Well, today those 12 are inmates at that prison.
You'll recall the pope also did this two years ago at a juvenile detention center.
I cross live to Rome. And CNN's Ben Wedeman joining us now.
And continuing in what is this habit, as it were, to get in amongst the people, and today in amongst those in a prison, Ben.
BEN WEDEMAN, CNN INTERNATIONAL CORRESPONDENT: Yes. There's a pleasure, Becky, to actually be reporting on possibly the only positive
item in this news broadcast, which of course is the spectacle of the pope, the spiritual leader of 1.2 billion people, prostrating himself before 12
individuals, prisoners, six men from this Rabibia (ph) maximum security prison and six women from an adjacent women's prison where he will wash
their feet.
This, of course, goes back to the Last Supper of Jesus when he washed the feet of 12 disciplines.

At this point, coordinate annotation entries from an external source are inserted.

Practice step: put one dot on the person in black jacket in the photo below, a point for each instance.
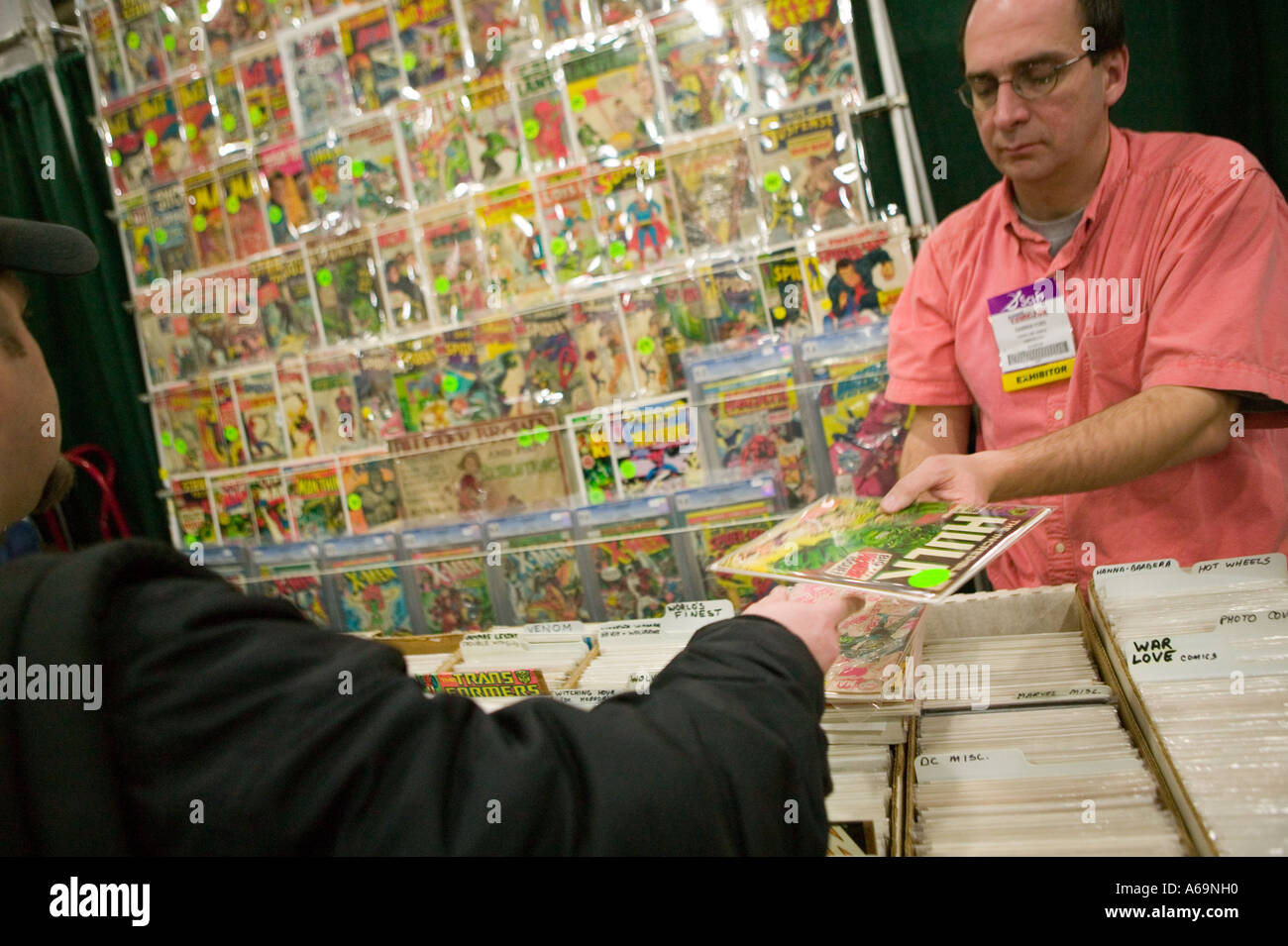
(232, 725)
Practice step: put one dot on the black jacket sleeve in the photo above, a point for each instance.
(239, 727)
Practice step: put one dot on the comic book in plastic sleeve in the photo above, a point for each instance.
(283, 181)
(369, 589)
(861, 430)
(855, 277)
(348, 288)
(110, 73)
(206, 216)
(806, 171)
(576, 253)
(403, 277)
(712, 188)
(316, 502)
(292, 390)
(290, 572)
(540, 568)
(167, 206)
(377, 403)
(197, 113)
(784, 280)
(262, 417)
(263, 85)
(178, 18)
(141, 248)
(488, 468)
(449, 578)
(430, 42)
(700, 63)
(372, 58)
(638, 215)
(455, 266)
(754, 418)
(634, 571)
(246, 227)
(372, 493)
(599, 336)
(141, 33)
(802, 51)
(493, 133)
(193, 510)
(720, 517)
(370, 154)
(284, 302)
(542, 119)
(921, 554)
(612, 100)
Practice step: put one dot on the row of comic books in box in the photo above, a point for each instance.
(348, 295)
(694, 67)
(606, 563)
(791, 177)
(812, 420)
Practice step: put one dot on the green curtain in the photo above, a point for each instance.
(86, 336)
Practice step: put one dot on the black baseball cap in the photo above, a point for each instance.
(46, 249)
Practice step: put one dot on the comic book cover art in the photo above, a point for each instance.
(806, 171)
(372, 156)
(193, 510)
(430, 42)
(246, 231)
(262, 417)
(159, 117)
(320, 77)
(849, 542)
(200, 126)
(316, 503)
(377, 403)
(108, 60)
(372, 58)
(802, 50)
(141, 246)
(167, 206)
(400, 269)
(756, 420)
(784, 280)
(546, 141)
(372, 493)
(456, 267)
(284, 302)
(511, 245)
(699, 59)
(178, 18)
(613, 103)
(857, 277)
(370, 594)
(487, 468)
(638, 215)
(576, 250)
(493, 134)
(454, 591)
(712, 189)
(268, 104)
(297, 411)
(599, 338)
(206, 218)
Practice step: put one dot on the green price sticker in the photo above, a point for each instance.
(930, 578)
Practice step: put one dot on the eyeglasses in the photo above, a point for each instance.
(1030, 81)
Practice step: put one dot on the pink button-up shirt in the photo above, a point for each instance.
(1196, 236)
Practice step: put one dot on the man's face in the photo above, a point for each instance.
(27, 404)
(1034, 141)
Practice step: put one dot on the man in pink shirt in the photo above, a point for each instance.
(1115, 308)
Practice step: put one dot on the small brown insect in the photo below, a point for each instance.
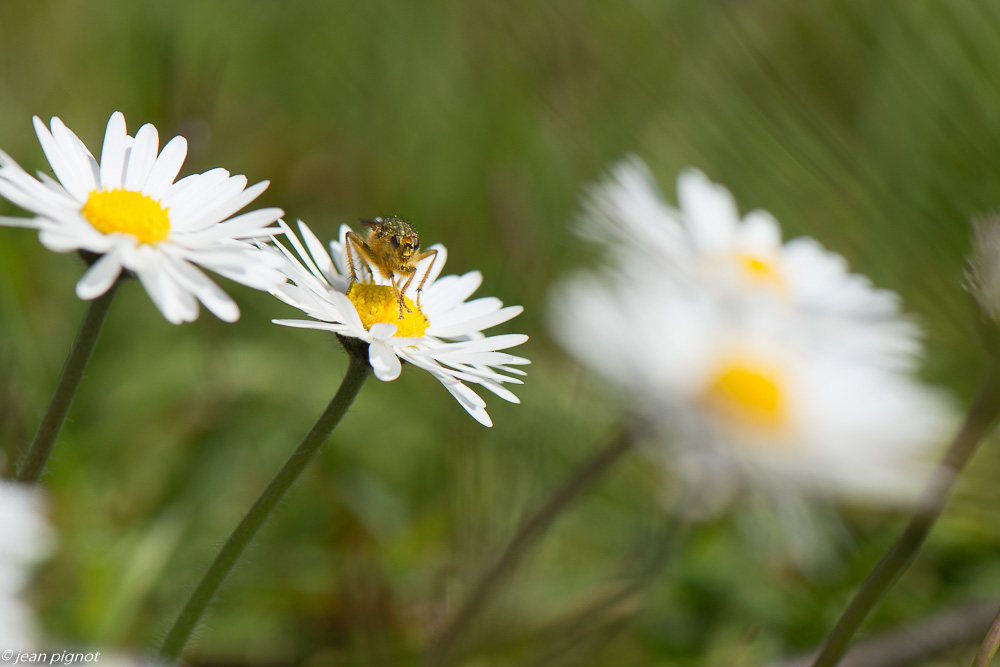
(393, 246)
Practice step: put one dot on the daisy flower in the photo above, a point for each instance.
(440, 332)
(755, 360)
(751, 399)
(128, 210)
(24, 540)
(708, 248)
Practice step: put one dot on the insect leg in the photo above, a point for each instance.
(399, 295)
(420, 286)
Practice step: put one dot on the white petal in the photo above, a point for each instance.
(710, 212)
(319, 255)
(165, 169)
(141, 158)
(99, 277)
(77, 155)
(31, 223)
(206, 291)
(382, 330)
(384, 361)
(113, 152)
(61, 163)
(471, 401)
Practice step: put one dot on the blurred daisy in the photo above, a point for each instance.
(128, 210)
(442, 336)
(756, 360)
(707, 248)
(751, 399)
(24, 540)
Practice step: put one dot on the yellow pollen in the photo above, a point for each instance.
(128, 212)
(748, 396)
(378, 303)
(759, 269)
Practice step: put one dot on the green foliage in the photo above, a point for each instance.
(869, 125)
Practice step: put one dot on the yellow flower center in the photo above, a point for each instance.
(128, 212)
(379, 303)
(759, 269)
(748, 396)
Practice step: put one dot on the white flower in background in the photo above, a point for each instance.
(128, 210)
(755, 360)
(25, 539)
(705, 246)
(750, 398)
(442, 336)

So certainly it's of huge symbolic importance. And of course this pope has broken with tradition. Now only does he wash the feet of women,
two years ago at a juvenile detention center, he also washed the feet of a Muslim woman. So certainly he is once again breaking the mold in his role
as pope. Now he's been pop more than two years. So he certainly is perhaps projecting an image that one doesn't see much very often these days
-- Becky.
[11:55:27] ANDERSON: Good to see you, Ben. And in Rome for once as well in the safety of that beautiful city.
All right, Ben Wedeman for you this evening.
Are you a fan of Pope Francis? What do you think the secret of his popularity is? Well, let us know either way. The team at Connect the
World always wants to hear from you. Go to Facebook..com/CNNConnect to watch our latest videos. You can tweet me @BeckyCNN. And I'm also on
Instagram. That's @BeckyCNN.
Is Ben -- if Ben is still here with us, Ben, we were asking our viewers what they think is the reason for this man's popular -- oh, I think
he's gone. That's a shame, I was wanting to get his sense on what the answer to that question was.
But I'm Becky Anderson, I want to leave you with these pictures on what is this very important day. Holy Thursday mass and some pictures
there for you of Pope Francis. We'll leave you with those as we close out the show.